The National Highway Traffic Safety Administration (NHTSA) has launched an investigation into how rental car companies deal with manufacturer recalls. It is specifically looking into whether or not rental car companies are properly fixing vehicles that have been recalled before renting or selling them and whether those repairs are being done promptly. Currently, there is no law in place that requires rental agencies to perform recall repairs before renting vehicles to customers. But the head of one consumer advocacy group is hoping that changes.

As surprising as it is, but no law currently exists that specifically prevents such a practice, according to the president of the American Car Rental Association. However, Clarence Ditlow, executive director of the Center for Auto Safety (CAS) says that the Federal Trade Commission Act states that companies “shall not engage in unfair trade practices. And, not repairing a defective vehicle after it has been recalled, before renting it out, is an unfair trade practice, and is a violation of the act.”

The NHTSA probe will look at almost 3 million General Motors, Ford and Chrysler vehicles -- covering 29 different models, and spanning model years 2001 through 2010 -- that were sold to rental car companies, and were subsequently recalled. Why just the Detroit Three? The American carmakers are the top providers of vehicles to rental car companies.

Ditlow says he would like to see the investigation lead to a more detailed law that specifically addresses this practice.

Enterprise Rent-A-Car At Fault For Deaths

In a statement, NHTSA declared that “particularly in recent months, (NHTSA) has been informed of incidents involving allegations of personal injury and death claimed to have been caused by safety defects and failures to conform to minimum Federal Motor Vehicle Safety Standards (FMVSS) on rental car vehicles for which a safety recall to remedy the safety defect or noncompliance had allegedly not been performed prior to the rental car company's lease of the vehicle.”

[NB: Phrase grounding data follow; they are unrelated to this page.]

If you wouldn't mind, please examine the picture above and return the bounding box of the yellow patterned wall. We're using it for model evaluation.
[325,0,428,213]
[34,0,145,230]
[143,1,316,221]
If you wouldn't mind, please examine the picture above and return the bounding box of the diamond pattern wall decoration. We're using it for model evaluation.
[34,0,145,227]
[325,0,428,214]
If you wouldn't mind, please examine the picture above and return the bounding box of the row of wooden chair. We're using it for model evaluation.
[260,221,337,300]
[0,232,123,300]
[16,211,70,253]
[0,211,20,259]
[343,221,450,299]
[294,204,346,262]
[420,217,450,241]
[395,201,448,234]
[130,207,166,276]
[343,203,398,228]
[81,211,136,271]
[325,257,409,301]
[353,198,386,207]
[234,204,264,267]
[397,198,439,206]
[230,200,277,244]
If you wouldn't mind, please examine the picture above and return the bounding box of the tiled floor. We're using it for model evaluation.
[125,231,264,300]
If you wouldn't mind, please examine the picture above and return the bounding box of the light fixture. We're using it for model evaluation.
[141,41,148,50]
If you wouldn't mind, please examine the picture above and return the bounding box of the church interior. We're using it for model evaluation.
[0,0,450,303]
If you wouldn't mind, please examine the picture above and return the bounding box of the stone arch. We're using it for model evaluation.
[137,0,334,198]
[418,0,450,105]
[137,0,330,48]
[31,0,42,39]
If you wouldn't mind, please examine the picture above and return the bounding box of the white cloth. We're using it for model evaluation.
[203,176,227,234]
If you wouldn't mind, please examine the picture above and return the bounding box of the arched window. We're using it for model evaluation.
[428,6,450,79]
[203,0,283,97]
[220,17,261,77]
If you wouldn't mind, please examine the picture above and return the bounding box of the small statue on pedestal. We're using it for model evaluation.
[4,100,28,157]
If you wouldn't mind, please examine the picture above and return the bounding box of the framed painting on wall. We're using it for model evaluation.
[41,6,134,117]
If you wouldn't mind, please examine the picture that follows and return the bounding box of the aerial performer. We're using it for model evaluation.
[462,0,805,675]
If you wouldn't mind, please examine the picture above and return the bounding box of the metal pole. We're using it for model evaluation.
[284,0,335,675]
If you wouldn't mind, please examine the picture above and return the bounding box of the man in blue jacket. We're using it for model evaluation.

In the statement, NHTSA also noted, “there is presently a petition before the Federal Trade Commission seeking to prohibit at least one rental car company from renting vehicles on which safety recall campaign remedies remain outstanding.”

That rental car company would be Enterprise Holdings, which is presently the largest provider of rental cars in North America, via its three car-rental brands: Alamo, Enterprise and National.

The FTC petition was filed in August by CAS and Consumers for Auto Reliability and Safety (CARS) after Enterprise admitted liability at the end of a five-year lawsuit that stemmed from the 2004 deaths of two young women in a car wreck. According to the petition, the women, Rachel and Jacqueline Houck, were killed in a collision that was indirectly caused by a defect in a Chrysler PT Cruiser that had been recalled.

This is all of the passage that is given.